Anyway, my thoughts already turning to spring and the garden, which looks like a piece of wasteground right now :( :( .And of course the garden and warmer weather makes me thing of the smoker and getting it going. I confess it hasn't been used since about September now, and thanks to the sudden accident i never got it packed away for winter and its sat outside rusting a little (under a tarp so not terminal).

So hopefully if my legs allow, i think i need to give the UDS some serious TLC, In fact it will most likely be a full rebuild, i guess best plan is to strip off the chrome parts taking it back to a bare drum again and then sanding and respraying the drum again, and then rebuild it up. Hopefully everything is salvageable else i be building a new one!

So yea, hope to be back smoking again this year, i shall get it rebuilt over the next 5-6weeks and then come April-ish i can get smoking again..


----------



## smokin monkey (Feb 18, 2016)

Hi Euro, sounds like a very bad accident you had. Glad to see you survived it and now you think its time to get back to normal. 

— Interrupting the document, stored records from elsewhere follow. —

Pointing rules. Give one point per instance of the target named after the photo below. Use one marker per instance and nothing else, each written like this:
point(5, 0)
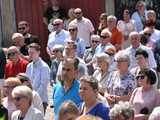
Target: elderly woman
point(140, 15)
point(145, 98)
point(89, 53)
point(68, 111)
point(126, 26)
point(121, 82)
point(102, 73)
point(36, 102)
point(122, 111)
point(22, 96)
point(7, 102)
point(89, 93)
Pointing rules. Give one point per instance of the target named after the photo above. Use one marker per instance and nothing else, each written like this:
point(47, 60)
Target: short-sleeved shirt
point(85, 27)
point(120, 85)
point(99, 110)
point(60, 95)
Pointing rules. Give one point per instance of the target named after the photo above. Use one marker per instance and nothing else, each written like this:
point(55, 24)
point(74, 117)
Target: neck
point(146, 88)
point(90, 103)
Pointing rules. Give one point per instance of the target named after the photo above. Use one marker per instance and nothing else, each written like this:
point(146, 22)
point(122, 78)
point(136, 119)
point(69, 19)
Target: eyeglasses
point(11, 54)
point(18, 98)
point(94, 41)
point(140, 77)
point(72, 30)
point(55, 51)
point(56, 24)
point(78, 13)
point(21, 28)
point(66, 69)
point(104, 37)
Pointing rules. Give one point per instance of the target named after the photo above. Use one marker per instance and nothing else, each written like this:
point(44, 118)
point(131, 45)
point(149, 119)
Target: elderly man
point(117, 37)
point(73, 31)
point(85, 26)
point(23, 28)
point(68, 87)
point(38, 72)
point(135, 44)
point(58, 36)
point(16, 63)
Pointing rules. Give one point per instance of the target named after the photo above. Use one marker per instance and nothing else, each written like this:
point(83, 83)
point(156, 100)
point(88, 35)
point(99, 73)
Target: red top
point(11, 69)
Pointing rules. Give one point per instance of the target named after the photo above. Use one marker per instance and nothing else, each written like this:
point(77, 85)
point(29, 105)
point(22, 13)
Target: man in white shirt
point(85, 26)
point(58, 36)
point(134, 37)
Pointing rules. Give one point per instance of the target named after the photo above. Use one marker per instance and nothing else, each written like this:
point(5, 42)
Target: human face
point(12, 55)
point(135, 40)
point(105, 38)
point(78, 14)
point(142, 80)
point(86, 91)
point(69, 116)
point(68, 71)
point(33, 53)
point(141, 60)
point(21, 102)
point(102, 64)
point(122, 65)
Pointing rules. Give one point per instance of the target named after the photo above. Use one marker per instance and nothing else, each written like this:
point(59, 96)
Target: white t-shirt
point(85, 27)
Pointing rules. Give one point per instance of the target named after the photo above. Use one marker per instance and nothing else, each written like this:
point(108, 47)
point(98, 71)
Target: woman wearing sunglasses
point(22, 96)
point(145, 98)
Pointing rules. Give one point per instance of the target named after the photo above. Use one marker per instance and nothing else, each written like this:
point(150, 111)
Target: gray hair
point(105, 57)
point(122, 56)
point(22, 90)
point(17, 35)
point(122, 108)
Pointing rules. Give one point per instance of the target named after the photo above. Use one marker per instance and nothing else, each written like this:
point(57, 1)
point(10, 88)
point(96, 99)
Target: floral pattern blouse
point(120, 85)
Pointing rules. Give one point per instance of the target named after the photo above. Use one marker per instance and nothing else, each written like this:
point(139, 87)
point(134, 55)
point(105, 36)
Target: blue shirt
point(39, 74)
point(60, 95)
point(99, 110)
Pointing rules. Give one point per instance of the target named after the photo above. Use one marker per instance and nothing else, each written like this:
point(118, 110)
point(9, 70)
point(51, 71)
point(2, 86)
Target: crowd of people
point(105, 73)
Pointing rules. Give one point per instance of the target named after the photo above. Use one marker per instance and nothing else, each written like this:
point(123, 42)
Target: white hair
point(16, 35)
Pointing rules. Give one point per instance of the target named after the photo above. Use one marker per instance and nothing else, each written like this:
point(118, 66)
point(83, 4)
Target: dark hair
point(66, 108)
point(93, 82)
point(151, 75)
point(141, 52)
point(36, 46)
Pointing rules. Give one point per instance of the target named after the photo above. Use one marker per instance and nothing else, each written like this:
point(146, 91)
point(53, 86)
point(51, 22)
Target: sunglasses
point(11, 54)
point(18, 98)
point(21, 28)
point(56, 24)
point(55, 51)
point(66, 69)
point(140, 77)
point(147, 34)
point(72, 30)
point(104, 37)
point(78, 12)
point(94, 41)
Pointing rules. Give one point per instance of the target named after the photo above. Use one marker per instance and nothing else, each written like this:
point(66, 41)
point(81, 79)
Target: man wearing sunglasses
point(16, 64)
point(23, 28)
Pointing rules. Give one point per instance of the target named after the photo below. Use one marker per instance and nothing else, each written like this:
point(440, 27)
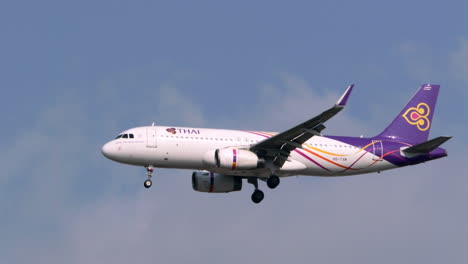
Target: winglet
point(344, 98)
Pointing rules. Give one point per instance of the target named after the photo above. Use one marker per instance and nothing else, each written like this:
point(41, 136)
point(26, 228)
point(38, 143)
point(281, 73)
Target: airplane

Look forward to seeing the rebuild and some of your BBQ's

[emoji]128077[/emoji][emoji]128077[/emoji]


----------



## euromir (Feb 18, 2016)

Yes not the best few months, Public Firework Display that went wrong is all i say LOL

I hope to get a start on the UDS next week, unbolting it all and that.


----------



## wade (Feb 19, 2016)

Hi Lee

That does not sound good. I used to run a professional firework display company and that should never happen. Was it a large professional display or a small locally organised event near Cranbrook?

Glad to hear that you are on the mend. Let me know if I can be of any help with getting you back up and BBQing 
	

	
	
		
		



		
			






  

Wade


----------



## euromir (Feb 19, 2016)

Wade said:


> Hi Lee
> 
> That does not sound good. I used to run a professional firework display company and that should never happen. Was it a large professional display or a small locally organised event near Cranbrook?
> 
> ...


Yes, im involved in professional pyro too (not on day of accident) as i think we discussed previously so i can safely say it was just a freak accident mainly, Chinese Cat4 cake malfunctioned and fired in every direction but mainly mine! Only possible fault is safety distances too short. But anyway wont go into detail please as legal action ongoing,..
 

Thanks for offer, This year i hope to actually get more BBQing done, Confess onlt used my UDS 5-6 times last year and only Chicken or burgers, so really need get doing some proper smoking!


----------